A plan B was in order because we wouldn’t be able to let the house sit on the market indefinitely, thanks to insurance, taxes, utilities, and upkeep. With mortgage requirements becoming more stringent as the economy staggered, we knew there was a real likelihood the house wouldn’t sell. Thankfully, our realtor generously agreed to a very limited listing period of one month so that we could rent the house if it didn’t sell. I highly recommend working out this deal if you’re able to.
Accept that open houses are off the table.
I was proud of the beautiful renovation we did and looked forward to letting people walk through on a Sunday afternoon. But open houses were among the first casualties in the real estate world. Instead, we simply put our listing live on the MLS and real estate listing sites. Our wonderful realtor hired a photographer to not only take beautiful, professional photos, but also to create a very appealing virtual tour. The first offer (and the one we accepted) came from a quarantined buyer who only took the virtual tour and never actually visited the house. It’s a bummer to not do in-person open houses as a seller, but it’s equally tough for buyers. Once you accept it, know that it won’t necessarily preclude a sale.
You might not meet your real estate agent in person.

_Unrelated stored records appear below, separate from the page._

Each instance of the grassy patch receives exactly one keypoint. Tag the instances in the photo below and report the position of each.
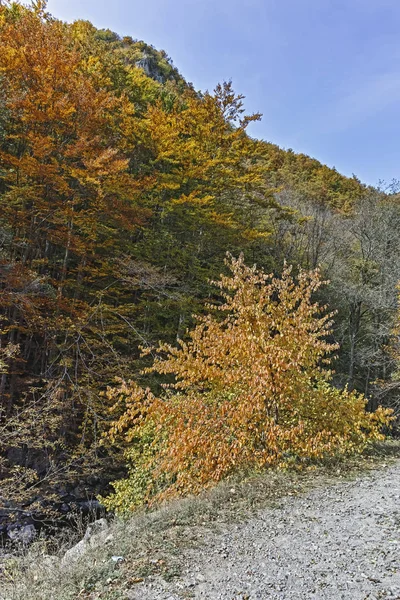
(152, 543)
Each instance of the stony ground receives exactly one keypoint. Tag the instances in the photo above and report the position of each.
(336, 542)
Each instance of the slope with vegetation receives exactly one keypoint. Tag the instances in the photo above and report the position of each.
(121, 190)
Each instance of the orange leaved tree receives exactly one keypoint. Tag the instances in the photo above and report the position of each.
(250, 388)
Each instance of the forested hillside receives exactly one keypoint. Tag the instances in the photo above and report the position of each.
(121, 191)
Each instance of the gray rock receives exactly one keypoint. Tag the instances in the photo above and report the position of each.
(96, 534)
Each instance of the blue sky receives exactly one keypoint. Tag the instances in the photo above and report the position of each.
(324, 73)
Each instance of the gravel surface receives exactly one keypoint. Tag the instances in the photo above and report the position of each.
(336, 542)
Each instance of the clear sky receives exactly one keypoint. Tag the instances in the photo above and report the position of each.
(324, 73)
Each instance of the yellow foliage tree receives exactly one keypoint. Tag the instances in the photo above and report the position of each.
(250, 390)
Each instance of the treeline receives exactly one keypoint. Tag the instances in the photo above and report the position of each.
(121, 190)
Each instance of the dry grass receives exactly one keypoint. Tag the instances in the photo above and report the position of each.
(152, 542)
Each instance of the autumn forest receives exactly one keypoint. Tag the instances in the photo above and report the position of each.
(139, 345)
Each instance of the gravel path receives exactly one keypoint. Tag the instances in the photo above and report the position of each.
(337, 542)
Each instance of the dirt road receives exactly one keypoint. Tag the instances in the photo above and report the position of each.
(336, 542)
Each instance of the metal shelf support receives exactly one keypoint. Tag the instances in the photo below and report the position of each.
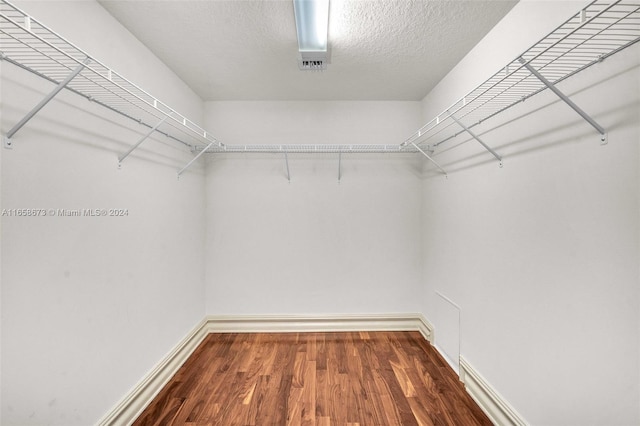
(7, 139)
(429, 158)
(565, 98)
(286, 162)
(142, 139)
(473, 135)
(194, 159)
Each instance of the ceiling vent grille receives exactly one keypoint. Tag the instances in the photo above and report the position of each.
(313, 61)
(312, 65)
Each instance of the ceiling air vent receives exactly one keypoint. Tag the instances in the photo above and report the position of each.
(312, 61)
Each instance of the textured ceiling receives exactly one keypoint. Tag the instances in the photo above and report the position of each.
(247, 49)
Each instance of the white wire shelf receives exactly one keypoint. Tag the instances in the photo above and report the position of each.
(310, 149)
(30, 45)
(598, 31)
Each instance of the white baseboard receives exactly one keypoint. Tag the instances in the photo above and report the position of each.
(132, 405)
(139, 397)
(494, 405)
(320, 323)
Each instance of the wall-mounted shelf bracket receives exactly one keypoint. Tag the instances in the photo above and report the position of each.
(429, 158)
(473, 135)
(286, 163)
(194, 159)
(565, 98)
(142, 139)
(7, 138)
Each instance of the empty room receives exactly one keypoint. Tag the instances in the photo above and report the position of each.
(320, 212)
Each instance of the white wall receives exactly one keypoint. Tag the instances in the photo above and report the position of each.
(312, 246)
(542, 255)
(91, 304)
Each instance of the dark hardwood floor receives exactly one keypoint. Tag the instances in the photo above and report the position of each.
(347, 378)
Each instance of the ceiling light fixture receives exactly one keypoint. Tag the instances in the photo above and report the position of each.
(312, 26)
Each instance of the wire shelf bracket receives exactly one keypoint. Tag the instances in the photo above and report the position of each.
(182, 170)
(8, 143)
(565, 98)
(430, 159)
(33, 47)
(601, 29)
(477, 138)
(142, 139)
(286, 163)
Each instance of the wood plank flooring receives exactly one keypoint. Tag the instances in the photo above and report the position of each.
(345, 379)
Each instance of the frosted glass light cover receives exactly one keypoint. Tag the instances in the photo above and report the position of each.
(312, 23)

Since we are all practicing social distancing, we haven’t met with our realtor in person once. He looked around the house alone before helping us set the price, and sent all our documents over to sign digitally. We joined him by Zoom video chat to walk through everything at the signing, and I honestly don’t even know if I’ll see him at the closing. There’s nothing quite like establishing a face-to-face rapport, but it make sure you feel confident in your digital correspondence with an agent before you start doing business together.

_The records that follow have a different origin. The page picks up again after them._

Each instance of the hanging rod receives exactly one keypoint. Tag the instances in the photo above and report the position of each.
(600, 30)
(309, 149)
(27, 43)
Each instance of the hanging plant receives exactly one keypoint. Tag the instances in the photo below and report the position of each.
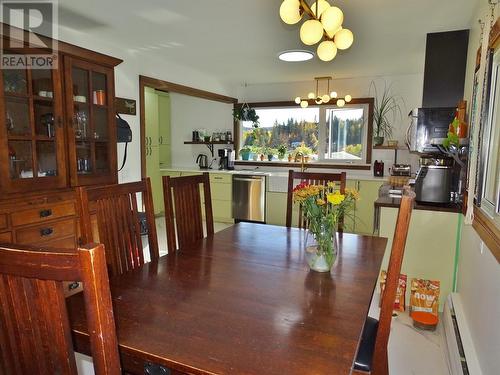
(245, 113)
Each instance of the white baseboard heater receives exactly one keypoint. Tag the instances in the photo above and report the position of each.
(460, 353)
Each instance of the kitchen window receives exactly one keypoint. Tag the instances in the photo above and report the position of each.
(326, 134)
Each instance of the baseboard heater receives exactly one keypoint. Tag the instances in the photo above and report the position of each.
(461, 355)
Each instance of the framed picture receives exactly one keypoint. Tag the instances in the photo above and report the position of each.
(125, 106)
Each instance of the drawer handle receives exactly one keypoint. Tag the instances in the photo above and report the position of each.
(46, 213)
(153, 369)
(46, 232)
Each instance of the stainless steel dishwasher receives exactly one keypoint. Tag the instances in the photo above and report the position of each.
(249, 198)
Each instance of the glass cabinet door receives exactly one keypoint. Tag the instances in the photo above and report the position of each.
(32, 136)
(92, 135)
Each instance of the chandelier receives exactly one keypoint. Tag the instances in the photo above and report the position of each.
(324, 25)
(325, 98)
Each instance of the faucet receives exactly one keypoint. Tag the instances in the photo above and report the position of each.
(302, 163)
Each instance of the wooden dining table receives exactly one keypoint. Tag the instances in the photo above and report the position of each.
(243, 302)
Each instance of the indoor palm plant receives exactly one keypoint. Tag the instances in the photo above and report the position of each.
(386, 110)
(322, 206)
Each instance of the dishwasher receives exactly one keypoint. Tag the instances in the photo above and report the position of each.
(249, 198)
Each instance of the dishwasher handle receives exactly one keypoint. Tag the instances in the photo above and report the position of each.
(248, 179)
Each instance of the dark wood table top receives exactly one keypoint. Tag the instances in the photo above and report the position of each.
(245, 302)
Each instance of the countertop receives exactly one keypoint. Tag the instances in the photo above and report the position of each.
(394, 202)
(259, 171)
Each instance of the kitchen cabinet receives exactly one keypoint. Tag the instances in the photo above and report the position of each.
(361, 220)
(430, 247)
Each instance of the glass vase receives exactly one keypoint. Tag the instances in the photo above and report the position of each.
(321, 248)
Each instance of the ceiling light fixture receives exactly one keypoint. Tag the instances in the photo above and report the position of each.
(325, 98)
(324, 25)
(295, 55)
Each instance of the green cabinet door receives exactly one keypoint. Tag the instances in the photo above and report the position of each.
(152, 161)
(368, 192)
(151, 116)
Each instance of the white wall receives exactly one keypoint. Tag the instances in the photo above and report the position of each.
(189, 113)
(408, 87)
(478, 279)
(127, 86)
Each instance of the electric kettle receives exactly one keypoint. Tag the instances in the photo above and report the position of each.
(202, 161)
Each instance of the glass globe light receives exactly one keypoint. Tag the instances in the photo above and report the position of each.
(290, 11)
(311, 32)
(331, 33)
(344, 39)
(332, 18)
(327, 50)
(322, 6)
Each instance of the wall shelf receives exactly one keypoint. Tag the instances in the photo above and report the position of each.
(209, 144)
(395, 148)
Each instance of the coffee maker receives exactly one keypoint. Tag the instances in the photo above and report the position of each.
(226, 161)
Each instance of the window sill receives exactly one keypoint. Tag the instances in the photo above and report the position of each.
(487, 231)
(285, 164)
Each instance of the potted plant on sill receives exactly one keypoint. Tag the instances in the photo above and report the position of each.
(281, 151)
(302, 151)
(245, 153)
(386, 110)
(245, 113)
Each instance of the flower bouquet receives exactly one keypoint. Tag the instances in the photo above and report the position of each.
(322, 207)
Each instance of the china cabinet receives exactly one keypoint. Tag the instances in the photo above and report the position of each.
(57, 131)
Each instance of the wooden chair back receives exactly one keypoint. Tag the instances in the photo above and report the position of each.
(182, 195)
(312, 178)
(379, 362)
(118, 223)
(35, 334)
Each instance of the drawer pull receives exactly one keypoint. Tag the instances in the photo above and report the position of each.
(46, 232)
(46, 213)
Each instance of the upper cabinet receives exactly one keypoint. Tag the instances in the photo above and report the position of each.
(32, 153)
(57, 126)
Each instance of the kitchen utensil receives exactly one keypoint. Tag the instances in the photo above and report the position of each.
(202, 161)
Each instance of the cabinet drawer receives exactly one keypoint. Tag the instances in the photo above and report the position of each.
(6, 237)
(3, 221)
(46, 232)
(43, 213)
(221, 178)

You might have to produce some disconcerting new paperwork.
The pandemic added a new layer to the already all-consuming paperwork that comes with selling a house. One addition was a “hold harmless” document that, at our realtor’s recommendation, we required anyone who physically visited the house to sign. It acknowledged that we’ve taken all the precautions we can, but they hold us harmless if they contract the virus after they arrive. (One seller in our county was recently sued when a prospective buyer who became ill claimed it happened after touring the house.)
Set some ground rules.
For everyone’s protection, we required that anyone who toured the house wear a cloth mask. In the “old days,” I didn’t think it was a great idea to ask buyers to take their shoes off to tour—you should be making it easy on people, right?—but safety outweighs image in this case.

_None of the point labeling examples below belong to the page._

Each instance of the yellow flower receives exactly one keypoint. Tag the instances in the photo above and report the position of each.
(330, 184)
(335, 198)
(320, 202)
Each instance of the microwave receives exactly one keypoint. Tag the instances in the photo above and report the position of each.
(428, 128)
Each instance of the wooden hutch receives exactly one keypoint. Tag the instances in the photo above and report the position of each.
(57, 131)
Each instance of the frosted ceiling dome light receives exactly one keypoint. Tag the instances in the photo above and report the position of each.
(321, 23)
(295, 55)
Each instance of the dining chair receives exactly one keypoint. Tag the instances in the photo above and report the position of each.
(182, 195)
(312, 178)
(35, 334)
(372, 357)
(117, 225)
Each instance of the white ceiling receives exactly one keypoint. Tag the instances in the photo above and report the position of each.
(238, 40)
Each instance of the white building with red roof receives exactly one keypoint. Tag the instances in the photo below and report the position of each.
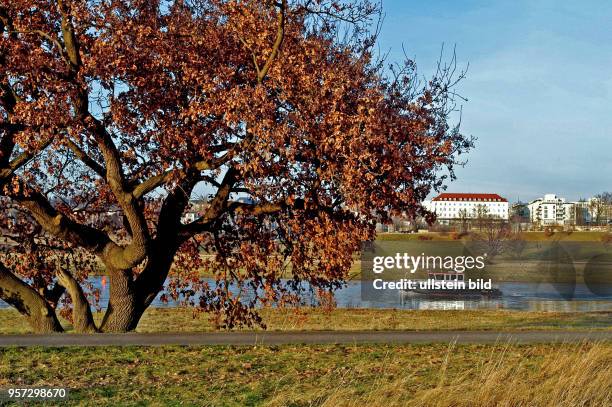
(454, 206)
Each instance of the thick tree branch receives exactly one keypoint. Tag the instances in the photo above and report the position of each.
(28, 302)
(280, 34)
(82, 317)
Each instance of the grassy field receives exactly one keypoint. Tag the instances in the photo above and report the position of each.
(364, 375)
(527, 236)
(182, 320)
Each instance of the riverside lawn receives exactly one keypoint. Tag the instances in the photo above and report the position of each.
(307, 318)
(320, 375)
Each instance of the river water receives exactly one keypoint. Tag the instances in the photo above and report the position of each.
(516, 296)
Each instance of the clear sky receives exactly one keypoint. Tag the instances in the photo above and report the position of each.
(539, 88)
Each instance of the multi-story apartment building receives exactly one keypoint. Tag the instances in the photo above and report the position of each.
(457, 206)
(551, 210)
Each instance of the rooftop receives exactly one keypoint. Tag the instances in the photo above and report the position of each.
(448, 196)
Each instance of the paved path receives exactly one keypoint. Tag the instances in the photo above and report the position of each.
(316, 337)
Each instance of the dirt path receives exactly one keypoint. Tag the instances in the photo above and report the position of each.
(311, 337)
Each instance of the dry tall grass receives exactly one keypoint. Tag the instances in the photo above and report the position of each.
(572, 375)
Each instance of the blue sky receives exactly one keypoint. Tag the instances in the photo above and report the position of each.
(539, 88)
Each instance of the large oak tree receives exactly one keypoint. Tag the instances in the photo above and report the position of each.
(113, 113)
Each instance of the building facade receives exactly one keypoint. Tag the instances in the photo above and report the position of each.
(551, 210)
(461, 206)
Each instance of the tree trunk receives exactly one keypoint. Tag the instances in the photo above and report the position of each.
(39, 313)
(124, 310)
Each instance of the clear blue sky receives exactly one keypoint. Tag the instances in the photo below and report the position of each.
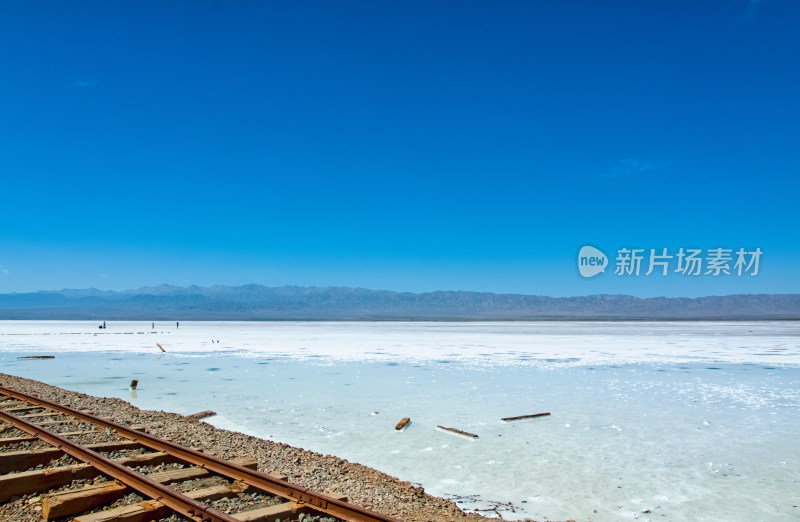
(396, 145)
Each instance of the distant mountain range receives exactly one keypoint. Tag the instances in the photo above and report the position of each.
(257, 302)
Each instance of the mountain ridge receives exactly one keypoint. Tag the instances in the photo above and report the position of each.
(259, 302)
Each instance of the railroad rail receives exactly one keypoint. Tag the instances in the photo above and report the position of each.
(22, 411)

We were also strict with some terms of the listing. We were hearing of closings falling through due to COVID-related job losses, so in an attempt to avoid that scenario, we consulted with our realtor and opted to require a few things: We’d only review offers from buyers who provided proof of pre-approval (this is a step beyond prequalification, meaning they showed proof of funds to their lender) and provided details on their place of employment (so we could try to make a best guess as to whether their job could be impacted). That felt awful, but necessary.
Try your best to avoid delays.
It became understandably difficult to find contractors to do a final few things, so we knew it would be next to impossible to do any further repairs. We required buyers to acknowledge that we would not consider any offers asking for repair concessions. That also felt pretty drastic, but given our limited time frame, we wanted to avoid negotiating delays that could push us beyond our listing period.
Fortunately, we received a strong offer in three days, though the negotiations did last longer than I thought they would. We ultimately ended up with an agreement I was happy with. Now, it’s onto the appraisal.